The South Dakota Science and Technology Authority is rehabilitating the former Homestake gold mine and reopening the 4,850-foot level as an underground lab.
For the first time Thursday, crews were able to use the Yates shaft to send a cage down to that level, providing a new second exit for lab technicians who have been using the Ross shaft.
Crews rehabilitating the future lab space had had a second exit that used a series of underground ramps going from level to level.
"It was kind of a walking secondary access," lab spokesman Bill Harlan said. "Now it's much faster."
The steel Ross shaft is about a half-mile from the area to be used for the large experiments, while the Yates shaft is "right around the corner" from the Davis Cavern, once the site of Nobel Prize-winning physics research, Harlan said.
The Yates shaft was built with wood because of steel shortages during World War II. Harlan said the water that had been flowing down the shaft had helped preserve the wood.
RCS Construction has been working on the $7 million shaft restoration project.

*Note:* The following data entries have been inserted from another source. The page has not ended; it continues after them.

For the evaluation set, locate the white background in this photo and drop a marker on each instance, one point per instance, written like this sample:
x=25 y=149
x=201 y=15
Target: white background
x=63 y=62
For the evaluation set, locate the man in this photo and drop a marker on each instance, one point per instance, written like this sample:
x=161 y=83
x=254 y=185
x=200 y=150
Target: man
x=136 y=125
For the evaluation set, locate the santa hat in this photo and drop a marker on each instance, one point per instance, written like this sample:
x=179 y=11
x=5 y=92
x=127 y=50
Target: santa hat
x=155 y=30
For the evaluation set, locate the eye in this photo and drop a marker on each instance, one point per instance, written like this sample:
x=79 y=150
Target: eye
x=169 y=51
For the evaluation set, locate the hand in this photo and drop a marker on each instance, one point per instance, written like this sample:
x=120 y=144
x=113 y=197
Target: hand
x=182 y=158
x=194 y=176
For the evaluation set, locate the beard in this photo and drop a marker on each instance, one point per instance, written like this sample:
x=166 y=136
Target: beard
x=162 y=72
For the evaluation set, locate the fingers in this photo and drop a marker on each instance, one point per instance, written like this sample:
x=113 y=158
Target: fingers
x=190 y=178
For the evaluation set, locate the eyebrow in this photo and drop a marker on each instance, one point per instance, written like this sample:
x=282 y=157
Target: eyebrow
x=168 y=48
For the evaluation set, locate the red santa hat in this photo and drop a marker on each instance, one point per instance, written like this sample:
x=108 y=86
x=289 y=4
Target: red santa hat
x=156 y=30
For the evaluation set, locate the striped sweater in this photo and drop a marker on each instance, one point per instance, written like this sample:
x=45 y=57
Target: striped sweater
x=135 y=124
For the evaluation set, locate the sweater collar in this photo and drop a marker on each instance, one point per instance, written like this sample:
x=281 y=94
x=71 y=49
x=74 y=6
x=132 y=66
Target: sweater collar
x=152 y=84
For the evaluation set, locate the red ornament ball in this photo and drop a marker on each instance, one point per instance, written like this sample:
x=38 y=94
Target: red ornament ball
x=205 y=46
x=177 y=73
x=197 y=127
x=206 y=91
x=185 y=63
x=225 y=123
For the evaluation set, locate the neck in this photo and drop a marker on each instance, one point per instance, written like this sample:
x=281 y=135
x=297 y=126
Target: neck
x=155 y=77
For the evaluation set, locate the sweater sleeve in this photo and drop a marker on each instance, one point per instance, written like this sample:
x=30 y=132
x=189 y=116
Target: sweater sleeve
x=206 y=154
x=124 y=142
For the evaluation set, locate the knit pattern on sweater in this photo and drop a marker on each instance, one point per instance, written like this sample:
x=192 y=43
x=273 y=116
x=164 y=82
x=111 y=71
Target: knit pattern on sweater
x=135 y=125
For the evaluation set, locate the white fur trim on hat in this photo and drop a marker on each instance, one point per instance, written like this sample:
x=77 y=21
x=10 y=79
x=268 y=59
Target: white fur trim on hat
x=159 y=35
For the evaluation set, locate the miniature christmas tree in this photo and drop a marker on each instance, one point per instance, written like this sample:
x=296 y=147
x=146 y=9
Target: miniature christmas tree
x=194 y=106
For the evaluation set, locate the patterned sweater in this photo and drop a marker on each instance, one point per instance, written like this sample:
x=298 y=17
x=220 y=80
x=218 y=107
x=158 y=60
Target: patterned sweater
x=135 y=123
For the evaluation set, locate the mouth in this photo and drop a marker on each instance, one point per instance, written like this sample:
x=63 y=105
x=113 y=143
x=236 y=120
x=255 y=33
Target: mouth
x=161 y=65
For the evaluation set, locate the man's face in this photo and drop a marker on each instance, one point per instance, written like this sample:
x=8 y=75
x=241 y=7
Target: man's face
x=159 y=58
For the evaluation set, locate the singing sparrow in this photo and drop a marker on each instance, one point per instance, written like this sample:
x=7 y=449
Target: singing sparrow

The National Science Foundation in 2007 picked the former Homestake mine as the preferred site for a Deep Underground Science and Engineering Laboratory that will be 7,400 feet below the surface. South Dakota is building the Sanford Laboratory at the 4,850-foot level so some experiments can begin earlier.

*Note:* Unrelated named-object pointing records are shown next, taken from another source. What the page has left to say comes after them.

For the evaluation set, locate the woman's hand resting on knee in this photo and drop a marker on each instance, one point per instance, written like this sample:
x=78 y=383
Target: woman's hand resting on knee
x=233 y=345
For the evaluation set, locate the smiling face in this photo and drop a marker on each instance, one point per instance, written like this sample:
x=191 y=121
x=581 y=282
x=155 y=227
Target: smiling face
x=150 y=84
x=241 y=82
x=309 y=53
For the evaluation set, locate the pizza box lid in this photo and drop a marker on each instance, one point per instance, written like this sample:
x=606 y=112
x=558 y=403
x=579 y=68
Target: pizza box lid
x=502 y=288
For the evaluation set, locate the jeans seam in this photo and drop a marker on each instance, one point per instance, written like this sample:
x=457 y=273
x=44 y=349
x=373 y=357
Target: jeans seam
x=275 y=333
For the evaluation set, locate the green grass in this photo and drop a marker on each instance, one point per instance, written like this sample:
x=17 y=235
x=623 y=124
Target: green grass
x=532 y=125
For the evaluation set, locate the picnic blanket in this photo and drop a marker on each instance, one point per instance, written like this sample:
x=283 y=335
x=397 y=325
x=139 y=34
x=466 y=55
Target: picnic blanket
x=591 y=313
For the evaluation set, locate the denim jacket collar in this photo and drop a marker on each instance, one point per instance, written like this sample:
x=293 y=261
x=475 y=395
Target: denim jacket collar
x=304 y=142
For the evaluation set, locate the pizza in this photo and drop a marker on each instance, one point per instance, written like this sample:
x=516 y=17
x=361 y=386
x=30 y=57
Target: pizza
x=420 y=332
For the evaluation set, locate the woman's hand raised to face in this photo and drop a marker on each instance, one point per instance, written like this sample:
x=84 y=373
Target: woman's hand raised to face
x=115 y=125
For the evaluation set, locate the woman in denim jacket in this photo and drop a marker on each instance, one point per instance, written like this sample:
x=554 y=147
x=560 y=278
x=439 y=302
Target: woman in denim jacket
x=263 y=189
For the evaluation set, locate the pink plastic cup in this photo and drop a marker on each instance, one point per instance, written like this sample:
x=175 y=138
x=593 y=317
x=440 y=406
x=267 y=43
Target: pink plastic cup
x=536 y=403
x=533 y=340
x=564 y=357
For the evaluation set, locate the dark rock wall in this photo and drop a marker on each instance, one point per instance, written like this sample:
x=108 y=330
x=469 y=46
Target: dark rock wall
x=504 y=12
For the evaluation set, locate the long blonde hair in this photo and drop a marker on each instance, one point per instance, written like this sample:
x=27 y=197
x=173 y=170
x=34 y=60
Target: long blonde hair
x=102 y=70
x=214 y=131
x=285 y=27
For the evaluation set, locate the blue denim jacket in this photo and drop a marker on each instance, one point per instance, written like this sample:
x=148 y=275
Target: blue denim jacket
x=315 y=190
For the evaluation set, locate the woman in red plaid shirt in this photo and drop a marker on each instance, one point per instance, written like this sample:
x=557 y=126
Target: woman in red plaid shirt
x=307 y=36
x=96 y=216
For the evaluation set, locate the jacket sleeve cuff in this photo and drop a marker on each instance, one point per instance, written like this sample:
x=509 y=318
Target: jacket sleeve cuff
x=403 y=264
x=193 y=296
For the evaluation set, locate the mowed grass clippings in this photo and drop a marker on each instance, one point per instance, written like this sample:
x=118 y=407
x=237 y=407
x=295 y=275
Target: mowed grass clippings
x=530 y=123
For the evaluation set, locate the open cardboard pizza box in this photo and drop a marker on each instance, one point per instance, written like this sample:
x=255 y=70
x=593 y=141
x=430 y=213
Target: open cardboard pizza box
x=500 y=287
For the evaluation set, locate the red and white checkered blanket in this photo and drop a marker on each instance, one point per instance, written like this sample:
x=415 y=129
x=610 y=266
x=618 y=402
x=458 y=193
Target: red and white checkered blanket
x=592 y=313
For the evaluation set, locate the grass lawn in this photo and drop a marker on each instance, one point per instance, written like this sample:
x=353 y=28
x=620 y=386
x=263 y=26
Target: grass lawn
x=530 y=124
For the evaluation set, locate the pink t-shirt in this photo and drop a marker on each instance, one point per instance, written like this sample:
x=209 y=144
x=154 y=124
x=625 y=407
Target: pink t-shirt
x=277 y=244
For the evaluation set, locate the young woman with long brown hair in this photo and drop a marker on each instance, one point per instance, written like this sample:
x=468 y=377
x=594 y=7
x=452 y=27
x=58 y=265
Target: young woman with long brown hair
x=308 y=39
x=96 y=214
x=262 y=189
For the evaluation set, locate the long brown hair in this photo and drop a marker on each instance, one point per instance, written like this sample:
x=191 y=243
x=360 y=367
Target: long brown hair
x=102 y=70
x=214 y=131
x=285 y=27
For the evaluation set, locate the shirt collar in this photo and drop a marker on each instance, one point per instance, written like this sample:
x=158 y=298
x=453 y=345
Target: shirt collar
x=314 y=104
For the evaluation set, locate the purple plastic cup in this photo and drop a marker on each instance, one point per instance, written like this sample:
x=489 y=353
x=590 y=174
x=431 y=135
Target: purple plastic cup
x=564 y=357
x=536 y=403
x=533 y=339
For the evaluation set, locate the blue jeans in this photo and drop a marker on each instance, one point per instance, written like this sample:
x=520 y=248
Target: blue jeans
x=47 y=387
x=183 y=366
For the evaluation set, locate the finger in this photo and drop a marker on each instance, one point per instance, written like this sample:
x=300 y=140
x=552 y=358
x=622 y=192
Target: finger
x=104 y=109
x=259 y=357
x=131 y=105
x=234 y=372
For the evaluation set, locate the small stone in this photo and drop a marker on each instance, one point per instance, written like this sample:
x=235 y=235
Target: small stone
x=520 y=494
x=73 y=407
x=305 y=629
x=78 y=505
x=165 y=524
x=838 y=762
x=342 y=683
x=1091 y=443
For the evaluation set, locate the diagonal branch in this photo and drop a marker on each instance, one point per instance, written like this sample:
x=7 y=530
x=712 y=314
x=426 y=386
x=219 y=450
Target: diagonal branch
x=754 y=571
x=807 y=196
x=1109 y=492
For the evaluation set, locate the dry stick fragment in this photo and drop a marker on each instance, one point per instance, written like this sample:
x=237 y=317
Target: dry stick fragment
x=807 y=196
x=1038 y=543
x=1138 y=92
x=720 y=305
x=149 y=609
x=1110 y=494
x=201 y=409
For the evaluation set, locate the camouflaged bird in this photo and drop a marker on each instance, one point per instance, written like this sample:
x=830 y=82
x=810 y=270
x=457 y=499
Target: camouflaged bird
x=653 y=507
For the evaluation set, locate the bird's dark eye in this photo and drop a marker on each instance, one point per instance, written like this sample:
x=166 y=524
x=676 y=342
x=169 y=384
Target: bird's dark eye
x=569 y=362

The first dark matter experiment to be done there will be a project to detect weakly interacting particles that could give scientists greater insight into the Big Bang explosion believed to have formed the universe.

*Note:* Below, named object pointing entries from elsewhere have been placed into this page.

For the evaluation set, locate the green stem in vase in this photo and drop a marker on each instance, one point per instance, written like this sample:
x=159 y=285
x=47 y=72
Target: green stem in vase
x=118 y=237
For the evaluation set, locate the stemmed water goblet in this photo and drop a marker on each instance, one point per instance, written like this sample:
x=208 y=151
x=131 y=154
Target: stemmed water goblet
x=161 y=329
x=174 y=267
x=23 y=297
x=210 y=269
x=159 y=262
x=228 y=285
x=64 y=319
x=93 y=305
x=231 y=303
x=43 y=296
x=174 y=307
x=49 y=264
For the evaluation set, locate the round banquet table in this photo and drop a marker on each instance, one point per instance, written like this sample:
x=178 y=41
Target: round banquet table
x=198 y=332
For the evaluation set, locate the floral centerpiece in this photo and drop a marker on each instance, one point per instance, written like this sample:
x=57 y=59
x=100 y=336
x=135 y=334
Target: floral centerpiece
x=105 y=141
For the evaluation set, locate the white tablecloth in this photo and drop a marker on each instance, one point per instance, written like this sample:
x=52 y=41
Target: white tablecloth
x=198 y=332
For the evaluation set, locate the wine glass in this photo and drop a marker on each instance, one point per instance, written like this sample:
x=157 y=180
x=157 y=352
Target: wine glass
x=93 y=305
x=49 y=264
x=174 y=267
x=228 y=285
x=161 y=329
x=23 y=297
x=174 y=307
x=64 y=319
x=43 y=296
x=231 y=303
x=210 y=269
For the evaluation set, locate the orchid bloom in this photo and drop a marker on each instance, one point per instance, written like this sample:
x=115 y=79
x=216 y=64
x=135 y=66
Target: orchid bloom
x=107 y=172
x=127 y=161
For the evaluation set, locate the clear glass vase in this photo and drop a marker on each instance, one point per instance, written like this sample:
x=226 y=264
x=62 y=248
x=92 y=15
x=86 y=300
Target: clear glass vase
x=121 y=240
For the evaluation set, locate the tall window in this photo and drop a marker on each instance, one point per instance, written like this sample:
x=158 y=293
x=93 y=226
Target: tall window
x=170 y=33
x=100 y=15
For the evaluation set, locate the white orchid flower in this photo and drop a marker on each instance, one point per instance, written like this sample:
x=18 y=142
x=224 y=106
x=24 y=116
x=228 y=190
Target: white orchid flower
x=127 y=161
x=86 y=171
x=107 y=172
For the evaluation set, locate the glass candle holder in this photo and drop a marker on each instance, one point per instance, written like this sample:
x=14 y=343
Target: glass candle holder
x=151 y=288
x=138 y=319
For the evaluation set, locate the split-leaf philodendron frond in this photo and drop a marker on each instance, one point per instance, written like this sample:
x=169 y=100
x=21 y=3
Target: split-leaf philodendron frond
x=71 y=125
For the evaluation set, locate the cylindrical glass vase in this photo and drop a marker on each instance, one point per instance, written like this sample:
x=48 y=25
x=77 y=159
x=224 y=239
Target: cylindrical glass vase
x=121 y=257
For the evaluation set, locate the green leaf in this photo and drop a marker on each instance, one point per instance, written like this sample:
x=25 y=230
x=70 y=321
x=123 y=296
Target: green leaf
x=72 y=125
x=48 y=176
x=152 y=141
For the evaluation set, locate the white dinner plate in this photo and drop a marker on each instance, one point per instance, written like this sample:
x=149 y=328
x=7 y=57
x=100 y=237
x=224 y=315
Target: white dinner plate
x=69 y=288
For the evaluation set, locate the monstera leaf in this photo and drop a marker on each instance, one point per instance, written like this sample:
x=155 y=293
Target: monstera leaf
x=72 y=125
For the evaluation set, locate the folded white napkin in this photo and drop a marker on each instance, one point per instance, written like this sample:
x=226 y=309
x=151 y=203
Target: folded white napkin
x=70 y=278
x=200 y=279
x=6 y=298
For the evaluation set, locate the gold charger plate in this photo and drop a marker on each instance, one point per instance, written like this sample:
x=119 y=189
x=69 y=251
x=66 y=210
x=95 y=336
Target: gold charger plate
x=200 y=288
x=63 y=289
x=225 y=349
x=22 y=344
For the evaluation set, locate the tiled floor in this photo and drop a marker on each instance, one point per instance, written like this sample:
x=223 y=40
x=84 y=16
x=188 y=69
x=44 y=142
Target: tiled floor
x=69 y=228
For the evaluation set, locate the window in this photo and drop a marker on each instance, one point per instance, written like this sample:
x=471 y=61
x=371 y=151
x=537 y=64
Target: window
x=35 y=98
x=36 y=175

The lab has refurbished a warehouse on the surface where equipment can be assembled and tested. The Large Underground Xenon detector to be used in the experiment will be installed in the Davis Cavern next year, possibly by early summer, Harlan said.
The second major experiment will measure certain properties of ghostly particles called neutrinos. Harlan wasn't sure of its timetable.
Smaller scientific experiments using instruments such as tilt meters, seismometers and background radiation counters are already being done in the former mine from the 300-foot level down to the 4,550-foot level, he said.